Share this story...
homelessness, seattle
Latest News

Rantz: Seattle leaders angry when repeat assaulter finally put in jail

Tents are a common sight on Seattle streets. (AP)

Seattle city leaders are mad that a homeless man with 72 criminal convictions was finally put in jail, instead of being offered treatment he won’t accept so that he ends up back on the streets, attacking innocent passers-by.

RELATED: Judge McKenna responds to allegations, will not step aside
RELATED: What King County judges need to address prolific offenders

Francisco Calderon, a repeat offender, is at the center of a preposterous fight between Seattle City Attorney Pete Holmes and King County Department of Public Defenders Director Anita Khandelwal, against Seattle Municipal Judge Ed McKenna.

Holmes and Khandelwal take issue with McKenna for throwing Calderon in jail, rather than offering him yet another chance at seeking treatment. In their eyes, you can’t use jail as a means to end homelessness or addiction.

They’re right. But you can use a jail sentence to stop a man from physically assaulting people walking through downtown Seattle. And that’s what this is about.

Imagine being this passionate about keeping people out of jail; people who have demonstrated an unwillingness to accept resources for help. They claim it’s compassionate. Well, their compassion will literally kill people.

No one thinks jailing the homeless will end the problem; nor is anyone seriously suggesting we indiscriminately round up the homeless and put them all in jail. Instead, we’re saying people who pose a safety threat to the general public — not people merely homeless — be dealt with in a way that’s good for both them and us.
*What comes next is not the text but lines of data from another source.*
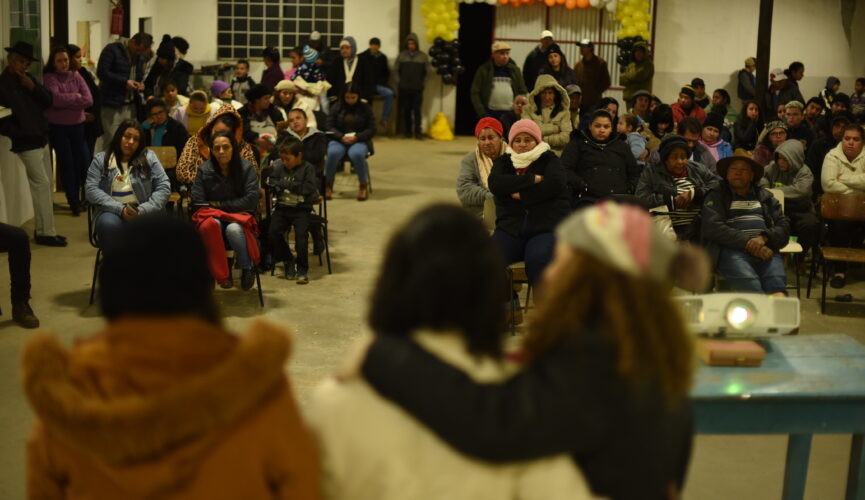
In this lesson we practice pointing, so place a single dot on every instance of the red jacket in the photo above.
(211, 233)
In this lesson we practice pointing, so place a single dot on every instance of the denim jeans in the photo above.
(535, 251)
(747, 273)
(357, 153)
(236, 239)
(386, 101)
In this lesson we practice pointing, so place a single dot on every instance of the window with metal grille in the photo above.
(246, 27)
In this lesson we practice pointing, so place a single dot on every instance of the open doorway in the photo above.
(475, 36)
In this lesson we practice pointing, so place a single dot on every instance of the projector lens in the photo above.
(740, 314)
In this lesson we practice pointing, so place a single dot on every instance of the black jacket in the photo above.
(27, 127)
(176, 136)
(541, 205)
(248, 134)
(716, 233)
(379, 65)
(301, 180)
(625, 440)
(599, 170)
(210, 185)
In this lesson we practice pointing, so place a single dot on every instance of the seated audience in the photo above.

It is not controversial to suggest a criminal with 73 convictions — 15 of which include assault — should spend time behind bars. It should be controversial that it took 74 convictions for this guy to do time.

Judge McKenna is a hero, but this is Seattle, so he will be villainized by a righteous group of progressive activists who’ve been in charge as the problem has gotten worse.

Holmes and Khandelwal think putting Calderon back on the streets, with his now 73 convictions, keeps us safe. They are both wrong, and their world view is as much as a threat to our safety as is Calderon roaming around the city a free man.

Seattle is dying because these people are in power. And if you want to know why homelessness has gotten worse, while we’ve seen a rise in rape, assault, and theft, take a look at these two. They are more invested in keeping criminals out of jail, where they aren’t accepting help, than seeing justice done.